AGENTS.md for agent behavior
CLAUDE.md for Claude Code project memory
CODEX_REPORT.md for QA findings
TODO.md for scoped local tasks
DECISIONS.md for architecture decisions
RUNBOOK.md for operational steps

Bad examples:

one giant memory file with every thought
vague notes nobody acts on
agent scratchpads committed forever
files that duplicate your actual source of truth
reports with no reproduction steps

The trick is to treat shared files like interfaces.

If another agent cannot reliably consume the file, the format is too loose.

Practical Template

Here is the minimal version of the pattern:

# QA_REPORT.md

## Issue #1 - Short title

**Date:** YYYY-MM-DD
**Role:** qa-agent
**Area:** setup | cli | docs | migration | tests
**Severity:** blocker | degraded | cosmetic

**Command / tool call:**
```
exact command
```

**Expected:**
What should have happened.

**Got:**
Exact output or behavior.

**Reproducible steps:**
1. Step one
2. Step two
3. Step three

**Fix tasks:**
- [ ] Task for fixer agent
- [ ] Test to add

**Status:** open

Do not make the template clever. Clever templates decay. Boring templates get used.

The Bigger Lesson

The best agentic workflows in 2026 are not about giving one model a huge prompt and hoping it behaves like an entire engineering team.

They are about small roles, durable handoffs, and verifiable progress.

One agent can be a QA builder.

Another can be a fixer.

Another can be a reviewer.

Another can write release notes.

The connective tissue does not have to be fancy. Sometimes it is just markdown, git, and a few strict rules.
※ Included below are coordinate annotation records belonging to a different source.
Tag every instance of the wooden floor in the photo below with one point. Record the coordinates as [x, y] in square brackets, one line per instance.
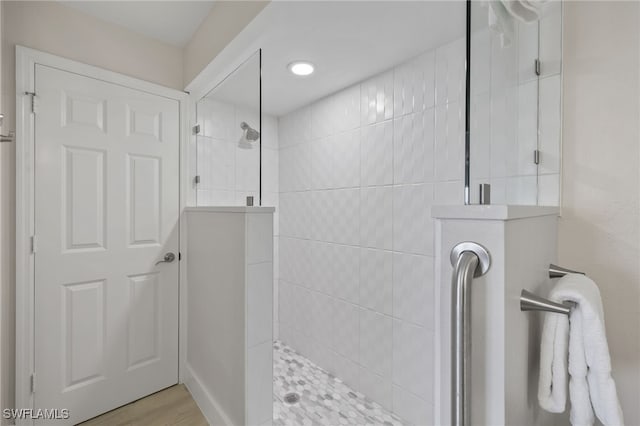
[169, 407]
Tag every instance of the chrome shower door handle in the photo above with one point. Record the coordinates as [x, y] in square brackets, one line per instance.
[168, 258]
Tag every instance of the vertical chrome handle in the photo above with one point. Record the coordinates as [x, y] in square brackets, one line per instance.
[469, 260]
That is the part I find most interesting.

Agentic development is not replacing software engineering discipline. It is making the discipline more important.

The agent can run the loop faster than you can. But you still need to define the loop.

In this case, the loop was:

Build -> hit a wall -> report precisely -> stop -> fix -> retry

That is not just an experiment.

That is a useful 2026 engineering pattern.